From T275908, I understand that since March 2021, the Help Panel defaults to sending questions to the user's assigned mentor (wgGEHelpPanelAskMentor = true) rather than to the Help Desk. This means newcomers have two entry points to contact their mentor: the mentorship module on Special:Homepage, and the "Ask your mentor" option in the Help Panel.

That is correct. Do note communities can change this setting independently using Community Configuration (via https://en.wikipedia.org/wiki/Special:CommunityConfiguration/HelpPanel). Log of changes is available in page history)(https://en.wikipedia.org/w/index.php?title=MediaWiki:GrowthExperimentsHelpPanel.json&action=history) (before we created [Extension:CommunityConfiguration, we had a custom implementation of the same concept; back then, configuration lived at MediaWiki:GrowthExperimentsConfig.json; history should still be publicly available).

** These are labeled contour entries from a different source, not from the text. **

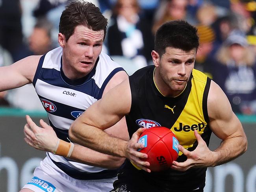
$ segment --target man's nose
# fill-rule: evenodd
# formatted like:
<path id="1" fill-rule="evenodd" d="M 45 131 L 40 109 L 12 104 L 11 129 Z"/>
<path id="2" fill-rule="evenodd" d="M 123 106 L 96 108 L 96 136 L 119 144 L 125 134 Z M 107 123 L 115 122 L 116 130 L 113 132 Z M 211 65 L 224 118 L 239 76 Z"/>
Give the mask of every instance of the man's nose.
<path id="1" fill-rule="evenodd" d="M 88 46 L 85 53 L 86 57 L 93 57 L 93 47 L 92 46 Z"/>
<path id="2" fill-rule="evenodd" d="M 182 63 L 180 65 L 180 67 L 179 67 L 178 71 L 178 74 L 182 76 L 184 76 L 186 74 L 186 67 L 185 63 Z"/>

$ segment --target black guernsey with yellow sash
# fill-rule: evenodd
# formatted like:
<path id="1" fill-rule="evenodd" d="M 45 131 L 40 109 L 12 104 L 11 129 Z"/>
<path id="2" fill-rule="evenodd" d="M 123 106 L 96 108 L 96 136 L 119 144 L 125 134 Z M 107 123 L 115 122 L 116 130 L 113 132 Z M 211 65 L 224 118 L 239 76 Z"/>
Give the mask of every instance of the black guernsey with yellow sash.
<path id="1" fill-rule="evenodd" d="M 197 146 L 195 130 L 208 146 L 211 133 L 208 125 L 207 105 L 210 79 L 193 69 L 181 94 L 174 98 L 165 97 L 154 83 L 154 66 L 149 66 L 129 77 L 132 106 L 126 118 L 130 137 L 139 127 L 161 126 L 169 128 L 180 144 L 190 151 Z M 179 154 L 178 162 L 187 159 L 182 153 Z M 170 168 L 149 173 L 137 170 L 126 160 L 114 186 L 115 191 L 119 191 L 122 185 L 131 192 L 202 191 L 206 170 L 205 168 L 186 172 Z"/>

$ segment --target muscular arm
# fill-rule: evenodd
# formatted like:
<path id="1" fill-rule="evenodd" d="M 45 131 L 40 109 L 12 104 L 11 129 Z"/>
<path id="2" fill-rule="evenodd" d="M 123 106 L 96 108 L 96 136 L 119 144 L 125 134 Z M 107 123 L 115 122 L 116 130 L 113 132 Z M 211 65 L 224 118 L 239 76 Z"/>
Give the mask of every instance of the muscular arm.
<path id="1" fill-rule="evenodd" d="M 131 95 L 126 79 L 91 105 L 75 120 L 69 129 L 72 140 L 90 148 L 114 155 L 125 157 L 127 141 L 108 135 L 104 130 L 110 127 L 129 113 Z M 126 129 L 126 126 L 119 129 Z"/>
<path id="2" fill-rule="evenodd" d="M 109 81 L 104 89 L 103 97 L 113 87 L 115 87 L 128 76 L 124 71 L 117 73 Z M 24 127 L 27 143 L 37 149 L 52 152 L 57 143 L 58 138 L 52 127 L 41 120 L 42 127 L 37 126 L 29 118 L 26 117 L 28 124 Z M 122 127 L 120 129 L 120 127 Z M 122 118 L 106 131 L 108 134 L 125 140 L 129 140 L 125 118 Z M 75 144 L 69 159 L 82 163 L 105 168 L 119 167 L 123 162 L 124 158 L 121 158 L 103 154 L 91 149 Z"/>
<path id="3" fill-rule="evenodd" d="M 179 145 L 179 150 L 187 159 L 184 162 L 173 161 L 172 168 L 184 171 L 193 167 L 216 166 L 234 159 L 246 150 L 247 140 L 242 125 L 232 111 L 226 95 L 212 81 L 208 93 L 207 107 L 210 127 L 222 140 L 220 146 L 214 151 L 210 150 L 195 130 L 197 146 L 194 151 L 189 151 Z"/>
<path id="4" fill-rule="evenodd" d="M 105 95 L 109 90 L 127 78 L 128 76 L 124 71 L 117 73 L 107 85 L 103 92 L 103 97 L 105 96 Z M 105 130 L 105 132 L 113 137 L 126 141 L 129 140 L 129 135 L 124 117 L 110 128 Z M 81 162 L 107 168 L 119 167 L 124 160 L 124 158 L 102 153 L 78 144 L 75 145 L 70 157 Z M 113 163 L 113 162 L 115 162 L 115 163 Z"/>
<path id="5" fill-rule="evenodd" d="M 247 139 L 242 125 L 231 109 L 228 98 L 219 87 L 212 81 L 208 103 L 210 126 L 222 140 L 214 152 L 212 166 L 223 164 L 246 151 Z"/>
<path id="6" fill-rule="evenodd" d="M 0 92 L 31 83 L 41 55 L 33 55 L 0 67 Z"/>

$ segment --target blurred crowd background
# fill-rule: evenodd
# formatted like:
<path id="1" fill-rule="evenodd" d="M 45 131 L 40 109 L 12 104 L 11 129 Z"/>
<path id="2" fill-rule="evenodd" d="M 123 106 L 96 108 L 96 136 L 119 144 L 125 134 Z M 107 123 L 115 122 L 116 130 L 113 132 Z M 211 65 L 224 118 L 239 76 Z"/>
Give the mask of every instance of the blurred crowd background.
<path id="1" fill-rule="evenodd" d="M 0 66 L 58 46 L 59 18 L 70 0 L 0 0 Z M 256 114 L 256 2 L 95 0 L 108 18 L 103 51 L 132 74 L 152 65 L 154 35 L 167 21 L 198 28 L 195 68 L 218 83 L 236 113 Z M 0 106 L 43 110 L 32 85 L 0 92 Z"/>

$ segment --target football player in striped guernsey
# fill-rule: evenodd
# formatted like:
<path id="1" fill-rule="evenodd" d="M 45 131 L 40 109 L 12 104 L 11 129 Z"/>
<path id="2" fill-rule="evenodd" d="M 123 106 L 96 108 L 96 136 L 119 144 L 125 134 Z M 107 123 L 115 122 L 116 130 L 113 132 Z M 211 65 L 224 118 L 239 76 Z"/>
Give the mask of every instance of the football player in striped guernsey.
<path id="1" fill-rule="evenodd" d="M 246 137 L 223 91 L 194 69 L 197 29 L 184 21 L 168 22 L 158 30 L 155 44 L 154 65 L 139 70 L 91 105 L 72 124 L 69 136 L 84 146 L 126 158 L 113 192 L 201 192 L 207 167 L 243 154 Z M 129 142 L 103 131 L 124 116 Z M 160 172 L 151 172 L 149 162 L 140 159 L 147 155 L 137 151 L 143 148 L 137 142 L 140 135 L 156 125 L 170 129 L 180 144 L 177 160 Z M 213 151 L 208 147 L 212 132 L 222 140 Z"/>
<path id="2" fill-rule="evenodd" d="M 48 152 L 21 192 L 96 192 L 113 189 L 124 158 L 74 144 L 68 135 L 74 120 L 127 78 L 123 69 L 102 52 L 107 23 L 93 4 L 72 1 L 61 17 L 59 47 L 43 55 L 29 56 L 0 68 L 0 91 L 33 83 L 51 126 L 42 120 L 42 128 L 39 127 L 26 116 L 26 142 Z M 106 132 L 128 140 L 127 130 L 119 126 L 126 126 L 124 118 Z M 40 141 L 44 137 L 51 142 L 42 148 Z"/>

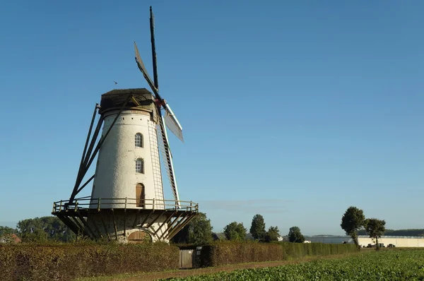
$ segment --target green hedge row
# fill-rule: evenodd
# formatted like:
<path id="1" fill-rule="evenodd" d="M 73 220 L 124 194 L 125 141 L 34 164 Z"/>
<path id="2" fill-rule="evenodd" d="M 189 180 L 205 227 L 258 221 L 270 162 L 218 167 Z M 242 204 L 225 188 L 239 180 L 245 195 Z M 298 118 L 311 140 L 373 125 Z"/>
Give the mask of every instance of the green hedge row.
<path id="1" fill-rule="evenodd" d="M 163 245 L 0 246 L 0 280 L 62 280 L 179 267 L 178 247 Z"/>
<path id="2" fill-rule="evenodd" d="M 305 256 L 326 256 L 355 251 L 358 249 L 354 244 L 220 242 L 204 246 L 201 266 L 283 261 Z"/>

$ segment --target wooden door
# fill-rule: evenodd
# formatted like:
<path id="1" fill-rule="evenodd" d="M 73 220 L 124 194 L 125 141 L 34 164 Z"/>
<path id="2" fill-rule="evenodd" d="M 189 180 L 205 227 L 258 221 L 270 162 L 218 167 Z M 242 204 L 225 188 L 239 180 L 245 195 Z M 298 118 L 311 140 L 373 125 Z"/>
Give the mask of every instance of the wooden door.
<path id="1" fill-rule="evenodd" d="M 136 199 L 137 207 L 144 207 L 144 186 L 142 184 L 136 186 Z"/>

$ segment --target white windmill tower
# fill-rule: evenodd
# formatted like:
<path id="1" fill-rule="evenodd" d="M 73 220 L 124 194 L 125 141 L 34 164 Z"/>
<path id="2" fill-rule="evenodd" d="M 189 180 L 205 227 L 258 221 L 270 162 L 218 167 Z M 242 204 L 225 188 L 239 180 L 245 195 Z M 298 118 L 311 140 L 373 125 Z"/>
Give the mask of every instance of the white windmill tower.
<path id="1" fill-rule="evenodd" d="M 54 203 L 53 215 L 75 233 L 92 239 L 167 241 L 199 210 L 196 203 L 179 201 L 165 125 L 181 140 L 182 127 L 159 95 L 151 7 L 150 23 L 154 82 L 135 43 L 134 47 L 137 65 L 153 94 L 136 88 L 102 95 L 100 105 L 96 104 L 94 109 L 71 197 Z M 93 131 L 96 113 L 100 118 Z M 95 173 L 81 185 L 98 153 Z M 172 200 L 164 198 L 161 153 Z M 93 179 L 91 196 L 76 198 Z"/>

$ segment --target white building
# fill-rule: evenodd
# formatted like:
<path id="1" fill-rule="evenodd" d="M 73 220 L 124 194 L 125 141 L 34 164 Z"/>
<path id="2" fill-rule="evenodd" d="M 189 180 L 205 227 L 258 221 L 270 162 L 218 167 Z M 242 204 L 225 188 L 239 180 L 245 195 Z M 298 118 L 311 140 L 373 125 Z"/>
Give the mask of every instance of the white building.
<path id="1" fill-rule="evenodd" d="M 305 237 L 305 239 L 312 243 L 342 244 L 346 242 L 353 244 L 353 240 L 348 236 L 319 235 Z M 363 247 L 375 244 L 375 241 L 366 235 L 360 235 L 358 241 Z M 393 244 L 396 247 L 424 247 L 424 237 L 421 237 L 382 236 L 381 238 L 379 238 L 378 242 L 386 246 Z"/>

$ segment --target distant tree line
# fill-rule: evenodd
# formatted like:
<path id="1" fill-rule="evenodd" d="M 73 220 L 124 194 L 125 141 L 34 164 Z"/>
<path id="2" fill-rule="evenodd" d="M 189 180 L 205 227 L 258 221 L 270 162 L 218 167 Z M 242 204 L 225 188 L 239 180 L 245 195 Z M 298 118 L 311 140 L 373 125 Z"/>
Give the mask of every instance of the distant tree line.
<path id="1" fill-rule="evenodd" d="M 213 232 L 211 220 L 205 213 L 199 213 L 194 220 L 187 224 L 172 239 L 176 244 L 207 244 L 214 239 L 242 241 L 247 240 L 249 234 L 252 239 L 259 242 L 271 242 L 281 240 L 280 230 L 276 226 L 270 226 L 266 229 L 265 220 L 261 215 L 255 215 L 252 220 L 249 232 L 242 222 L 232 222 L 227 225 L 222 236 Z M 288 234 L 290 242 L 302 243 L 305 237 L 300 229 L 293 227 Z"/>
<path id="2" fill-rule="evenodd" d="M 379 248 L 378 239 L 381 238 L 386 230 L 386 222 L 384 220 L 374 217 L 367 219 L 363 210 L 354 206 L 351 206 L 346 210 L 341 217 L 340 226 L 346 232 L 346 235 L 352 237 L 355 245 L 358 249 L 360 249 L 358 241 L 360 230 L 363 229 L 370 238 L 375 240 L 377 250 Z"/>
<path id="3" fill-rule="evenodd" d="M 358 232 L 358 235 L 367 235 L 365 229 L 360 229 Z M 386 229 L 383 233 L 386 236 L 414 236 L 424 237 L 423 229 Z"/>
<path id="4" fill-rule="evenodd" d="M 19 237 L 23 242 L 69 242 L 76 238 L 76 235 L 61 220 L 54 216 L 20 220 L 16 229 L 0 227 L 0 237 L 7 239 L 13 234 Z"/>

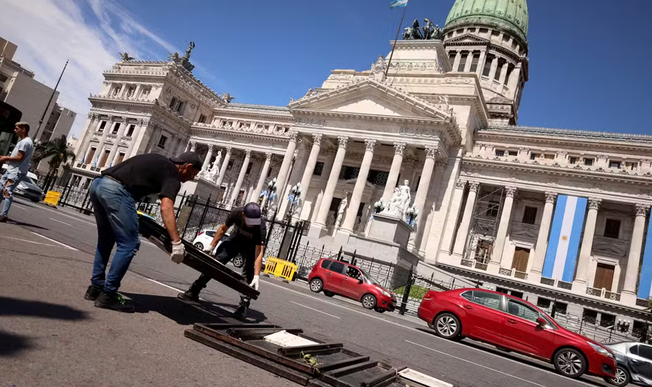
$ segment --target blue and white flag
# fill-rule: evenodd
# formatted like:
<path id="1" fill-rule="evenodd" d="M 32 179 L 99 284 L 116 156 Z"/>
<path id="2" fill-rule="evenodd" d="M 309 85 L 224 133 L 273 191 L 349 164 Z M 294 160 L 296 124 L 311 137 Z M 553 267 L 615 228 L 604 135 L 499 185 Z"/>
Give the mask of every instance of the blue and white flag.
<path id="1" fill-rule="evenodd" d="M 587 202 L 585 197 L 557 197 L 543 264 L 544 277 L 572 281 Z"/>

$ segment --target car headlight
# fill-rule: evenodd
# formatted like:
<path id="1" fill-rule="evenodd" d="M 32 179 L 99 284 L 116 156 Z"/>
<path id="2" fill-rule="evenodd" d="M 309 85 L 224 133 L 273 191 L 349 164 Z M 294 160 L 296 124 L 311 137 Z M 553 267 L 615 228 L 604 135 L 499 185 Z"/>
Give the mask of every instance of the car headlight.
<path id="1" fill-rule="evenodd" d="M 595 352 L 599 353 L 600 354 L 603 354 L 603 355 L 604 355 L 606 356 L 608 356 L 610 358 L 614 357 L 614 354 L 612 354 L 612 352 L 609 352 L 607 350 L 606 348 L 604 348 L 602 345 L 599 345 L 597 344 L 595 344 L 593 343 L 591 343 L 591 341 L 587 341 L 587 343 L 589 343 L 589 345 L 591 345 L 591 348 L 593 348 L 594 350 L 595 350 Z"/>

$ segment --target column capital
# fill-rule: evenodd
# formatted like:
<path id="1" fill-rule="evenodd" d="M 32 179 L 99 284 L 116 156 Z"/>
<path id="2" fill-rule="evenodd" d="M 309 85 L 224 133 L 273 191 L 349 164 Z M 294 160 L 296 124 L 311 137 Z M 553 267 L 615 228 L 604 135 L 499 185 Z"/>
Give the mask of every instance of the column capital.
<path id="1" fill-rule="evenodd" d="M 405 143 L 394 143 L 394 154 L 403 156 L 403 151 L 405 150 Z"/>
<path id="2" fill-rule="evenodd" d="M 346 145 L 349 143 L 349 137 L 345 136 L 340 136 L 337 137 L 337 145 L 340 148 L 346 149 Z"/>
<path id="3" fill-rule="evenodd" d="M 426 147 L 426 158 L 435 158 L 439 152 L 438 147 L 428 145 Z"/>
<path id="4" fill-rule="evenodd" d="M 647 210 L 650 207 L 647 205 L 636 204 L 636 216 L 645 216 L 647 214 Z"/>
<path id="5" fill-rule="evenodd" d="M 597 210 L 600 207 L 600 203 L 602 203 L 602 199 L 598 199 L 597 197 L 589 197 L 589 210 Z"/>

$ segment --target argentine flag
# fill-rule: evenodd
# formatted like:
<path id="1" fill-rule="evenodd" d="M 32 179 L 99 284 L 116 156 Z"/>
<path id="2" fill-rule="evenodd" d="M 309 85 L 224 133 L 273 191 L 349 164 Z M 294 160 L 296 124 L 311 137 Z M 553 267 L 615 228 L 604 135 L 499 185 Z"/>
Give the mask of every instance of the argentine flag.
<path id="1" fill-rule="evenodd" d="M 543 264 L 544 277 L 572 281 L 587 201 L 577 196 L 557 197 Z"/>

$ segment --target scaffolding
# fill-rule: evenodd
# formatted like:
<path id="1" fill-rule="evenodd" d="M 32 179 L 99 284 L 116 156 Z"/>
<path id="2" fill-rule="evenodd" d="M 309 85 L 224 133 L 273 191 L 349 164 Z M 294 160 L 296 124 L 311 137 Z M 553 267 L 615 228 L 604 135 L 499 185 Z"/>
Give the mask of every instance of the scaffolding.
<path id="1" fill-rule="evenodd" d="M 505 188 L 481 186 L 473 206 L 469 233 L 462 255 L 462 266 L 486 270 L 496 244 L 500 216 L 505 202 Z"/>

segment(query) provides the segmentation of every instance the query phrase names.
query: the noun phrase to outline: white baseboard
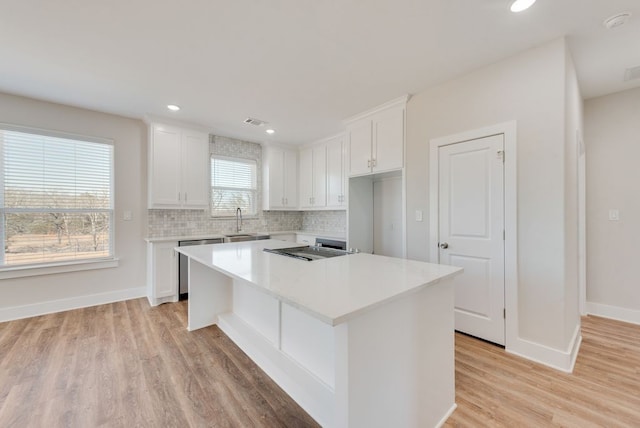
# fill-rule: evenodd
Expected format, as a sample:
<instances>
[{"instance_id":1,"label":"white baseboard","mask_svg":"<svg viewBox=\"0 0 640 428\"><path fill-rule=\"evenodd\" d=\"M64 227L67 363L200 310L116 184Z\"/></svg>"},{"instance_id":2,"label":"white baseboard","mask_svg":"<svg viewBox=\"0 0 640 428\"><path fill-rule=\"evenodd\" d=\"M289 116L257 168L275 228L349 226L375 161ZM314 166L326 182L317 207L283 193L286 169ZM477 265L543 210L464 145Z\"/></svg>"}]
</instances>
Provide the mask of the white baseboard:
<instances>
[{"instance_id":1,"label":"white baseboard","mask_svg":"<svg viewBox=\"0 0 640 428\"><path fill-rule=\"evenodd\" d=\"M147 295L146 287L128 288L126 290L109 291L106 293L90 294L88 296L70 297L68 299L51 300L30 305L13 306L0 309L0 322L22 318L36 317L55 312L72 309L87 308L89 306L104 305L122 300L137 299Z\"/></svg>"},{"instance_id":2,"label":"white baseboard","mask_svg":"<svg viewBox=\"0 0 640 428\"><path fill-rule=\"evenodd\" d=\"M640 311L636 309L587 302L587 314L632 324L640 324Z\"/></svg>"},{"instance_id":3,"label":"white baseboard","mask_svg":"<svg viewBox=\"0 0 640 428\"><path fill-rule=\"evenodd\" d=\"M580 334L580 324L578 324L573 332L567 351L550 348L521 338L517 339L517 343L509 344L506 351L556 370L571 373L576 358L578 358L581 343L582 335Z\"/></svg>"},{"instance_id":4,"label":"white baseboard","mask_svg":"<svg viewBox=\"0 0 640 428\"><path fill-rule=\"evenodd\" d=\"M436 428L440 428L443 427L444 424L447 422L447 419L449 419L449 417L451 415L453 415L453 412L458 408L458 405L456 403L453 403L453 406L451 406L451 408L449 409L449 411L442 417L442 419L440 419L440 422L438 422L438 424L436 425Z\"/></svg>"}]
</instances>

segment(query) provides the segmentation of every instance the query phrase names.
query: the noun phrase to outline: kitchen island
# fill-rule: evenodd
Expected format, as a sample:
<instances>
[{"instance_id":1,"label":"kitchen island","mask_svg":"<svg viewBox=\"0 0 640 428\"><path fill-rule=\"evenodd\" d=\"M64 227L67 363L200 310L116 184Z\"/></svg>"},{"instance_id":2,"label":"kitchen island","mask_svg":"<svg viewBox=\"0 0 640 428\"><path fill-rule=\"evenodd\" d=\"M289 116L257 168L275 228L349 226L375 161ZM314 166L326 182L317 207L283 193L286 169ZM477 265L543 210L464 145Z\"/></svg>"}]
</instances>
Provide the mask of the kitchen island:
<instances>
[{"instance_id":1,"label":"kitchen island","mask_svg":"<svg viewBox=\"0 0 640 428\"><path fill-rule=\"evenodd\" d=\"M217 324L326 427L430 427L455 409L452 278L462 269L264 240L178 247L188 329Z\"/></svg>"}]
</instances>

My question is: for users where growthexperiments-homepage-mentorship-enabled is set to 0 (i.e., the mentorship module is hidden due to the rollout percentage), does the Help Panel also hide the "Ask your mentor" option? Or can these users still reach their mentor through the Help Panel even though the Homepage module is not visible to them?

I can see from the edit tags that the two entry points are distinguished (mentorship module question vs. mentorship panel question), so I can tell them apart in the data. I just want to confirm whether the wgGEMentorshipNewAccountEnablePercentage randomization gates both channels or only the Homepage module.

The Help Panel module respects the user property value. It might use the Help Desk as a fall back destination though (as in, if a wiki has a Help Desk configured, and if the user doesn't have mentorship enabled, then the Help Panel will direct questions to the Help Desk, despite the community defined mentors as the preferred target).


Regarding the data release approval process, our Legal department got back to me this morning with some extra questions. I'll answer them today, and we should have a decision within a week or two (or so I hope). Thank you for your patience.

@Bobocicada The release of the requested dataset was approved. I created a separate ticket (T420387), where the dataset can be generated and published. I also left a question for you on that ticket.